Forum OpenACS Q&A: Response to Development machine recommendations sought...
As I hinted in my response to Jade (we've drunk beer together, once over my laptop) I do work much of the time on my laptop.
But ... you still can't beat a machine with decent drives, ECC (for stability, my laptop has occassional mysterious Oracle problems that I don't see anywhere else, and I suspect the lack of error correction, and besides, I'm an old-fashioned old-fart).
Via's popular chipset for Athlon has tested out to be great, but I'm guessing Jerry's an SMP kinda guy. There's something cool about dual processor machines, though my only one is my webserver (which is vastly underutilized but which I love anyway).
I suspect Jerry's into the cool factor, as I would be, even though he agreed with my assessment that switching to 15K RPM SCSI would be the most cost-effective thing to do (for me, that has high coolness factor since I'm running 7200 and 5400 RPM ATA and SCSI drives).
DDR and RDRAM have been shown to provide surprisingly little performance improvement over SDRAM alternatives for most applications. You need to be doing a lot of memory shuffling and little computation.
Meanwhile Oracle is doing directly buffer-to-disk I/O bypassing the kernel buffer cache (at least Linux 2.4 has this feature) which diminishes the improvement in Oracle performance you can get with higher speed memory. In PG, increasing the buffer cache to reasonable levels means you'll reduce shuffling, too.
So ... it's not clear in practice how much better DDR will perform than SDRAM for the kind of systems we deal with.
Better, obviously, but the "bang for buck" issue isn't clear.

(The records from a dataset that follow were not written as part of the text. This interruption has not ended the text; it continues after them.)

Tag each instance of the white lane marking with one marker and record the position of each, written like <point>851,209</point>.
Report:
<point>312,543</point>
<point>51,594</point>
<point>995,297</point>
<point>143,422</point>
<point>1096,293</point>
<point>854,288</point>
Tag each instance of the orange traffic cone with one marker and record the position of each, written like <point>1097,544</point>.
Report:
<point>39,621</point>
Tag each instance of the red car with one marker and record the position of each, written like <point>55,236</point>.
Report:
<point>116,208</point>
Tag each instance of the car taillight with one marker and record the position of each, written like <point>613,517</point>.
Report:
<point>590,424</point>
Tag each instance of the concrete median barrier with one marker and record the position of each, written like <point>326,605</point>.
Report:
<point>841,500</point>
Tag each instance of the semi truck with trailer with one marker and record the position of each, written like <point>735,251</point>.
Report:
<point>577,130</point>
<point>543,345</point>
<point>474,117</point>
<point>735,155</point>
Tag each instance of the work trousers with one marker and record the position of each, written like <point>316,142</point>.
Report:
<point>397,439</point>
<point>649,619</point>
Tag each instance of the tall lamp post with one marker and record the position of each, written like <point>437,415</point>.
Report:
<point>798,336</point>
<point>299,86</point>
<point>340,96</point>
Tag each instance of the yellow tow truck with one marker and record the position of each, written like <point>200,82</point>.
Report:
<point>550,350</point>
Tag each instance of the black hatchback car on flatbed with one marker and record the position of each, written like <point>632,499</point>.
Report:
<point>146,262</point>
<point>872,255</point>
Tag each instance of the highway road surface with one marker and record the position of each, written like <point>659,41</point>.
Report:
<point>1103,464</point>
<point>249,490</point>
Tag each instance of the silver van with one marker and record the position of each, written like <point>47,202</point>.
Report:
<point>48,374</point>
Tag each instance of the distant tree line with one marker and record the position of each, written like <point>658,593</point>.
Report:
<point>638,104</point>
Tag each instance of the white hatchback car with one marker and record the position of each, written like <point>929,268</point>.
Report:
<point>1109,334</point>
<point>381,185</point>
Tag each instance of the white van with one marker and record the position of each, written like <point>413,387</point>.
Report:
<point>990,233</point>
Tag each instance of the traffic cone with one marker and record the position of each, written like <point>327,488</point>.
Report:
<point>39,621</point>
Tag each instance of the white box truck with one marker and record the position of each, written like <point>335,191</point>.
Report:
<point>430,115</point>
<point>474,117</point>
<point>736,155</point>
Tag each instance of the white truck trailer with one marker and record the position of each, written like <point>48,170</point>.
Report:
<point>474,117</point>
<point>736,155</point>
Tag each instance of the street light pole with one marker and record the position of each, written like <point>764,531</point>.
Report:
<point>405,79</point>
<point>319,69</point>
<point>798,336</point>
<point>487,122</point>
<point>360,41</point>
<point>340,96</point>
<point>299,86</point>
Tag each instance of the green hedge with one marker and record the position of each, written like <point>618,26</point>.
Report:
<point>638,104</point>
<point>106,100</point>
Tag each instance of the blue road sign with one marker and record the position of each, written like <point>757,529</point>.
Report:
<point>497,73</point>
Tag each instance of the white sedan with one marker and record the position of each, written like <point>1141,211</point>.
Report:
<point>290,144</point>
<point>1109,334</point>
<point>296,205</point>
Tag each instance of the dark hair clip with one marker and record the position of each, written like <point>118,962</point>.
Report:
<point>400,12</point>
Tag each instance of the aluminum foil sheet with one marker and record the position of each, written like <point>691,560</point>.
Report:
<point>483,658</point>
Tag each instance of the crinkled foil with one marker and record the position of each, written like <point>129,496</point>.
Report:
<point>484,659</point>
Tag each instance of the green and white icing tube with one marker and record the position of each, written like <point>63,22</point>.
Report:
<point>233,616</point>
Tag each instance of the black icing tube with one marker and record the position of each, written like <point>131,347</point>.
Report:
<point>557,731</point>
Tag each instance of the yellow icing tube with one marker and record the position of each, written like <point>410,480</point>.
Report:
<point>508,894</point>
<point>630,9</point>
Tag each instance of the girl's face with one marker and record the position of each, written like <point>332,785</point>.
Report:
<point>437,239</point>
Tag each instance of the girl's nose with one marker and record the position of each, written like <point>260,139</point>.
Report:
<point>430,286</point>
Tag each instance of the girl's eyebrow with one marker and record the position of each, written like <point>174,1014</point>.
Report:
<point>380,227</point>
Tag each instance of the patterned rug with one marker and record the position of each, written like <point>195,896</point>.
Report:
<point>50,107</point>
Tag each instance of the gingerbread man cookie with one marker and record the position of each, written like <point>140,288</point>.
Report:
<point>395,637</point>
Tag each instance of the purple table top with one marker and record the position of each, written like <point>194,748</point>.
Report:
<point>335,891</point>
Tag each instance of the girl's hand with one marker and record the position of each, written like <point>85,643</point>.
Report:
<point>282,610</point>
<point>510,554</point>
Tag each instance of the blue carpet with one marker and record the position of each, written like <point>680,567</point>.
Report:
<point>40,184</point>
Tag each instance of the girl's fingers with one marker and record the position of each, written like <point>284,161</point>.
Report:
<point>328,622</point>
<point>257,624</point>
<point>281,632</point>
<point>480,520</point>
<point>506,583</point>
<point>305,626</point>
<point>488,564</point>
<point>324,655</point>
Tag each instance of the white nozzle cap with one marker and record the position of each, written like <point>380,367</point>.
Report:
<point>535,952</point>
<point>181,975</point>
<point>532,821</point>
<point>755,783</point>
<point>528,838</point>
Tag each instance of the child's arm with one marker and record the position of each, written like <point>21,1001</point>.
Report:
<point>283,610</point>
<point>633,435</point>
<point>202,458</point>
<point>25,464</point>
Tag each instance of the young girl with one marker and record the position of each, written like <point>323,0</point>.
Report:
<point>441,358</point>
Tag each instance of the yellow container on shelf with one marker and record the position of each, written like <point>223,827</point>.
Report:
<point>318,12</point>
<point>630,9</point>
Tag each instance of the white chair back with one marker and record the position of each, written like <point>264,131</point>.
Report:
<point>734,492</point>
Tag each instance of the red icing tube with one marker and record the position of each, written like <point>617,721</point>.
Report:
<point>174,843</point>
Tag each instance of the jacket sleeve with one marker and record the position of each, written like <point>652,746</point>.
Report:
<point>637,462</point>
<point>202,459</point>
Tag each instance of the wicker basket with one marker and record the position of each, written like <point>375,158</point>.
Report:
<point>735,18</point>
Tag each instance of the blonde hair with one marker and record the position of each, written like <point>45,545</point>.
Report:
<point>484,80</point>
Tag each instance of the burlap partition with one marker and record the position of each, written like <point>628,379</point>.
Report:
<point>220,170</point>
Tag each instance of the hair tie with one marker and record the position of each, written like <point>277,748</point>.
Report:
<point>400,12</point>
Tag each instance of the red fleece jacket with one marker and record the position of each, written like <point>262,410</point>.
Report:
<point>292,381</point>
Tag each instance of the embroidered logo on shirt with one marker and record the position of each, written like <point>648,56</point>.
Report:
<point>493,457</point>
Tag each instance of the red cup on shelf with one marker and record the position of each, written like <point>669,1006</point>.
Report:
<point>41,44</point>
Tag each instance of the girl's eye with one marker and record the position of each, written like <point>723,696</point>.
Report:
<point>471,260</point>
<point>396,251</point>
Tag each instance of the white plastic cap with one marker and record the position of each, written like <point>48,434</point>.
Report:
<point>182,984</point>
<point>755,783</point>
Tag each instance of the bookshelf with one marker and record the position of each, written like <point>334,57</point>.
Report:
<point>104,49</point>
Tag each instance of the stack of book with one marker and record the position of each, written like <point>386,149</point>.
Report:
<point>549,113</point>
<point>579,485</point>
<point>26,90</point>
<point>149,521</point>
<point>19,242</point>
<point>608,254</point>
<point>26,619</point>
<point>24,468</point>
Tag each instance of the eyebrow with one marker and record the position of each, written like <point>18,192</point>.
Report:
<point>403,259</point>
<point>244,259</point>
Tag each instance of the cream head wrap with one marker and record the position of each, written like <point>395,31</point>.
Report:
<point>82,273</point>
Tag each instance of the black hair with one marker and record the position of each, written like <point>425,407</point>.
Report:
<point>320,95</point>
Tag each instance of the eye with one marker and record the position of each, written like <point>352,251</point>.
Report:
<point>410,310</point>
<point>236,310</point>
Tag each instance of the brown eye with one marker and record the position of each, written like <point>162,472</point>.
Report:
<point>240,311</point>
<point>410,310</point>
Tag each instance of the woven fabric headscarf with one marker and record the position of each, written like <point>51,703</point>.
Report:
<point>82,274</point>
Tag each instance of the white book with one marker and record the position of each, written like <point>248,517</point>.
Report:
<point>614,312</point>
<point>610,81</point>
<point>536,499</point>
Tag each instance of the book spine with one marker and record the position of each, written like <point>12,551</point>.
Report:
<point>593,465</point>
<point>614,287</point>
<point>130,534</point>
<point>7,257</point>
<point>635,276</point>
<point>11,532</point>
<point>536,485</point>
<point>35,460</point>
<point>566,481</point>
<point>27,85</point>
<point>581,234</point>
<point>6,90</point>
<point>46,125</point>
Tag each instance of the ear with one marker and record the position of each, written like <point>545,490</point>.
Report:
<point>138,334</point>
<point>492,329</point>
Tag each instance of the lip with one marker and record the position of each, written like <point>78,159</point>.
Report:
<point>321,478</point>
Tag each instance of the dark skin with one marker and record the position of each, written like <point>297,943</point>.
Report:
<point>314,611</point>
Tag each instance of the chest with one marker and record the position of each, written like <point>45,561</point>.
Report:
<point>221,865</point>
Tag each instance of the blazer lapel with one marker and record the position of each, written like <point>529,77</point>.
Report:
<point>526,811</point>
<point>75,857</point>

I do agree with the comment that Intel's forcing a lot of mobo and memory rebuys. I don't see it as being intentional, rather I see it as being a result of reactionary responses to the totally unexpected (by Intel and frankly everyone else) ability of AMD to not only challenge Intel on price/performance, but on raw performance. About two years ago Intel was thrown into a tizzy by the Athlon and (worse, from their POV) the roadmap, and realized that their slowdown on incremental improvements in order to concentrate on a far-off "next generation" left them vulnerable. So ... scramble, scramble, scramble and at the same time the rate of incompatible upgrades were accelerated. Most consumers don't upgrade, after all ... they buy a new box. And more importantly Intel had no choice from an engineering point of view.